# Set-up

🚀 Get the R magic going:

In [0]:
%load_ext rpy2.ipython

In [0]:
%%R
install.packages("ggplot2")   #install package once then use loading the library
library("ggplot2")  #use installed package

ggplot2 comes with a selection of built-in datasets.

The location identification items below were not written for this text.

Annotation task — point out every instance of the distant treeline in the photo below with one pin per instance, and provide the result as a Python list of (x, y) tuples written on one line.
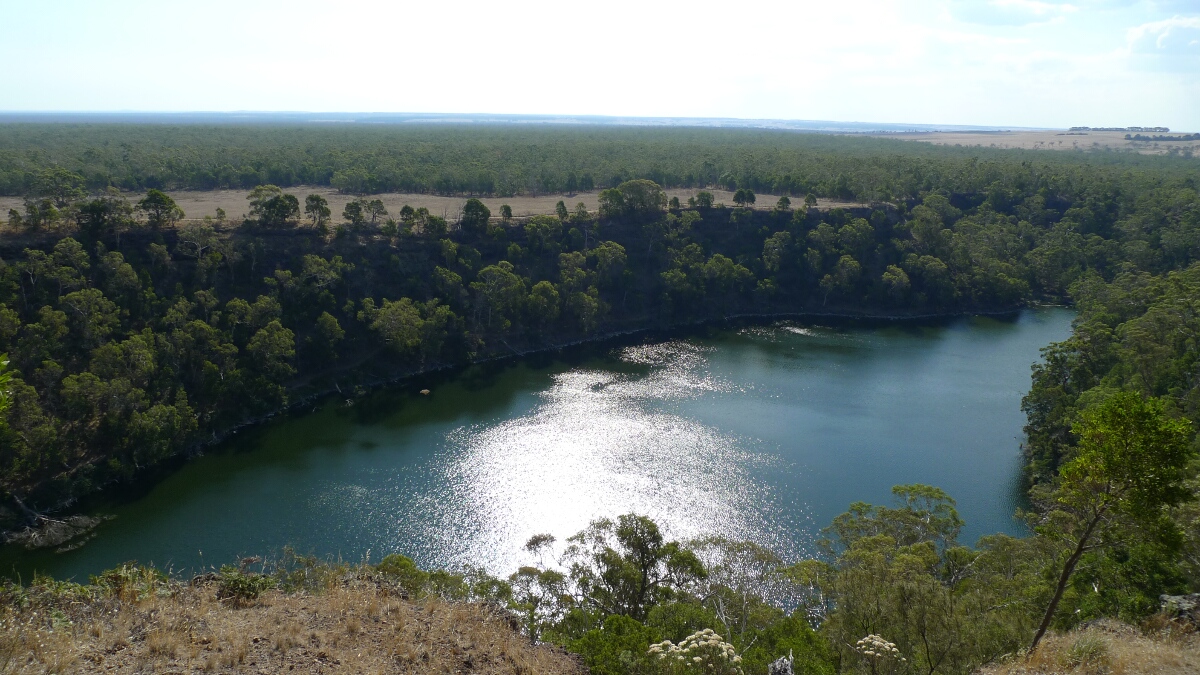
[(1181, 137), (505, 161)]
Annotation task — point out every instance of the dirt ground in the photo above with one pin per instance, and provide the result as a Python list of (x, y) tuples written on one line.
[(1047, 141), (1109, 647), (197, 204), (346, 629)]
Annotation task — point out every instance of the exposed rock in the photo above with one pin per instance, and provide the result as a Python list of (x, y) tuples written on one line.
[(783, 665), (1186, 608), (52, 532)]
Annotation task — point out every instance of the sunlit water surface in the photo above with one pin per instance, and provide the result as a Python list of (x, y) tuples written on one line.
[(762, 432)]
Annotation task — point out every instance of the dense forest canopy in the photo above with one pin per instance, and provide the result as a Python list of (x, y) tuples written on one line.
[(135, 334), (509, 160)]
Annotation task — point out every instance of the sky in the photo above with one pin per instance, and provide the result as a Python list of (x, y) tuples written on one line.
[(994, 63)]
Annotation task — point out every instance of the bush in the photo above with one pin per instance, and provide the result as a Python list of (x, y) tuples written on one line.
[(405, 573), (240, 586)]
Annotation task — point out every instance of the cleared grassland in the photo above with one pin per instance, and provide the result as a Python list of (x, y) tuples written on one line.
[(1047, 141), (197, 204)]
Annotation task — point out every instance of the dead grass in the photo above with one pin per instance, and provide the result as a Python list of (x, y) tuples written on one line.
[(197, 204), (1047, 141), (354, 627), (1109, 647)]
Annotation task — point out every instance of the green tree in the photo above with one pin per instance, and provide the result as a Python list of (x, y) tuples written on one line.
[(1128, 470), (775, 250), (160, 209), (627, 567), (639, 199), (59, 185), (273, 350), (271, 207), (397, 322), (355, 213), (375, 209), (475, 216), (317, 208)]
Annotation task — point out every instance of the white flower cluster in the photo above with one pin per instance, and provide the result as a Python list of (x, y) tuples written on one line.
[(705, 649), (877, 647)]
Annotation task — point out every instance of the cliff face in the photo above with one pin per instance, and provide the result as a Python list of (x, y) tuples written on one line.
[(353, 626)]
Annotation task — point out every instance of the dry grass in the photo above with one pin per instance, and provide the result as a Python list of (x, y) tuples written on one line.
[(197, 204), (1109, 647), (355, 627), (1047, 141)]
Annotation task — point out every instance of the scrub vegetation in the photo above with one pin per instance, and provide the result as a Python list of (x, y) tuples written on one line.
[(135, 335)]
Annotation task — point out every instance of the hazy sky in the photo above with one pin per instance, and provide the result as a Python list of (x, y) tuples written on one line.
[(1023, 63)]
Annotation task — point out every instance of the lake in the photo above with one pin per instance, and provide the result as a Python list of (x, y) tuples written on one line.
[(762, 431)]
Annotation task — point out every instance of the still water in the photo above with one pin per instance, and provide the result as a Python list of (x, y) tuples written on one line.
[(759, 432)]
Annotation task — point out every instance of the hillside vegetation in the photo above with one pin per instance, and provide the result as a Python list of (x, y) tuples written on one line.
[(133, 339)]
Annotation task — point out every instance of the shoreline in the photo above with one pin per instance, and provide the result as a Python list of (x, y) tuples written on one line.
[(367, 384)]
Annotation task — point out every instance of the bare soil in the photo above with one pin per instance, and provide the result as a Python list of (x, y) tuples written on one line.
[(349, 628), (1109, 647), (197, 204), (1047, 141)]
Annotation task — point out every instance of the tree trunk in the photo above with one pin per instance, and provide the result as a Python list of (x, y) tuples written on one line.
[(1068, 568)]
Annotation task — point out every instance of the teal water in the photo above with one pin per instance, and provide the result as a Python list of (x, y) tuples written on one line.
[(761, 432)]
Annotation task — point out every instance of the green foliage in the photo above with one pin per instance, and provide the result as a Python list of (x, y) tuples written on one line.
[(1128, 471), (405, 572), (237, 585), (618, 646), (160, 209)]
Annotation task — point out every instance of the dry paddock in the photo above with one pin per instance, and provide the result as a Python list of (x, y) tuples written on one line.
[(1048, 141), (197, 204)]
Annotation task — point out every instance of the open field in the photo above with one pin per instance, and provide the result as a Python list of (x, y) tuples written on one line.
[(197, 204), (1045, 141)]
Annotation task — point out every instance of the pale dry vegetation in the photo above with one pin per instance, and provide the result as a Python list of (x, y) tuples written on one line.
[(1030, 139), (1110, 647), (197, 204), (354, 626)]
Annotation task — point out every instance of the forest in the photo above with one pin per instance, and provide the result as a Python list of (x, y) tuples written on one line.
[(136, 335)]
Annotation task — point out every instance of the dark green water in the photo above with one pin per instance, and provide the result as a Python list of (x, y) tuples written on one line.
[(762, 432)]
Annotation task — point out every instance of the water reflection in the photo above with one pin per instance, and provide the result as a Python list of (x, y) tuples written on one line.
[(763, 432), (599, 444)]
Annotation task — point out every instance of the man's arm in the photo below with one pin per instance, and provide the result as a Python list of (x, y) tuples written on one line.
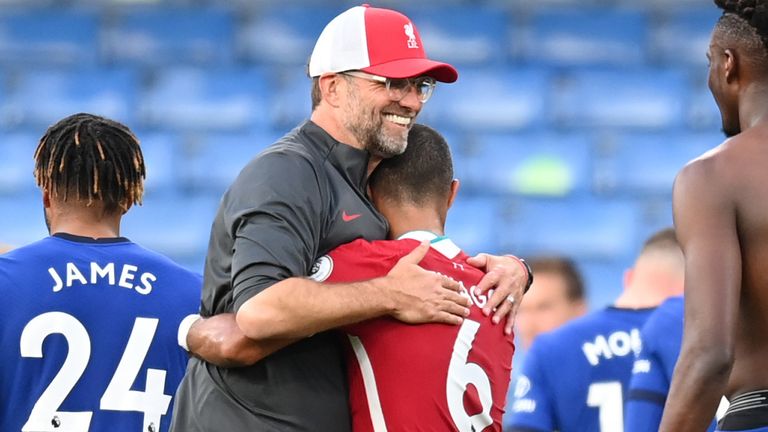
[(705, 222), (508, 277), (299, 307), (218, 340)]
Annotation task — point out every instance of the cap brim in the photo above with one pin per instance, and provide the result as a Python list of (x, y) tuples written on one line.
[(408, 68)]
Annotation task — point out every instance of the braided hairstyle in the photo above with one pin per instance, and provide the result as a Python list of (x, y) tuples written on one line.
[(421, 174), (90, 158), (745, 23)]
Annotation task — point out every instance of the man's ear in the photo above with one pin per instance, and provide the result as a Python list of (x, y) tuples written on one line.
[(730, 66), (330, 89), (46, 198), (454, 190)]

Let's use ggplot2 [mpg](https://ggplot2.tidyverse.org/reference/mpg.html) dataset.

In [0]:
%%R
head(mpg)

Or you can use read.csv to load data from CSV:

In [0]:
%%R
df <- read.csv("/content/sample_data/california_housing_test.csv")

# Scatterplot

This is a minimal scatterplot with mpg dataset:

In [0]:
%%R
ggplot(mpg, aes(x = displ, y = cty)) + #data and mappings
 geom_point() #geometry

# Bar chart

This is a minimal scatterplot with mpg dataset:

In [0]:
%%R
ggplot(mpg, aes(x = manufacturer)) +
 geom_bar()

🧙the magic is in the geom_bar() stat! The default for the `stat`, i.e., the statistical transformation to use is set to 'count'.

In [0]:
%%R
?geom_bar

# Boxplot

In [0]:
%%R
ggplot(mpg, aes(x = manufacturer, y = hwy)) +
 geom_boxplot()

# Histogram

In [0]:
%%R
ggplot(mpg, aes(x = hwy)) +
 geom_histogram()

# Customizations
- Axis labels
- Title
- Graph size


In [0]:
%%R -h 400 -w 700 #set height and width of the figure

ggplot(mpg, aes(x = displ, y = cty, color=manufacturer)) +
 geom_point(alpha=0.5) +  #transparency
 xlab('displacement') +
 ylab('city (mpg)') +
 ggtitle('mpg dataset')


# Exercises

## 🤔 Exercise 1

Use `ggplot2` to create a scatterplot of the `iris` dataset of `Sepal.Length` vs. `Sepal.Width` where the dots are colored by `Species`. Set axes labels and title. Use alpha, add jitter and resize the figure to deal with overplotting.

Hints: 
- `iris` is a part of ggplot2 built-in datasets, run `head(iris)` to see the dataframe
- Add `geom_jitter()` to the plot to add jitter 

## 😜 Exercise 2 

Use `ggplot2` to create a scatterplot of the `iris` dataset of `Sepal.Length` vs. `Sepal.Width` with the circles radius set to `Petal.Length`. Set axes labels, title. Use transparency and resize the figure to deal with overplotting.

Hints:
- Use `size` on `geom_point` to set the size of the circles


## 🤔 Exercise 3

Use `ggplot2` to create a scatterplot of `alt` vs. `ptime` for the `SMO-VOR-2015` dataset. Set axes labels and title. Use transparency and resize the figure to deal with overplotting. Add a smooth regression line to the plot.
Map color to `month`.

Hints:
- Make `ptime` a datetime with:
```
df$ptime <- as.POSIXct(df$ptime,"%Y-%m-%d %H:%M:%S", tz = "America/Los_Angeles")
```
- Add `geom_smooth()` to the plot to add a smooth regression line

## 🤔 Exercise 4

Use `ggplot2` to create a boxplot of `alt` by `month` for the `SMO-VOR-2015` dataset. Set axes labels and title. Resize the figure as needed.

Hints:
- Order `month` with:
```R
df$month = factor(df$month, levels=c("Jan","Feb","Mar","Apr","May","Jun","Jul","Aug","Sep","Oct","Nov","Dec"))
```

## 😜 Exercise 5

Use `ggplot2` to create an histogram of `alt` for the `SMO-VOR-2015` dataset. Set axes labels and title. Resize the figure as needed.

## 😜 Exercise 6

Use `ggplot2` to create an histogram of the `alt` for the `SMO-VOR-2015` dataset with faceting per `month`. Set axes labels and title. Resize the figure as needed.

Hints:
- Order `month` with:
```R
df$month = factor(df$month, levels=c("Jan","Feb","Mar","Apr","May","Jun","Jul","Aug","Sep","Oct","Nov","Dec"))
```
- Add `facet_wrap(~month)` to the plot for faceting.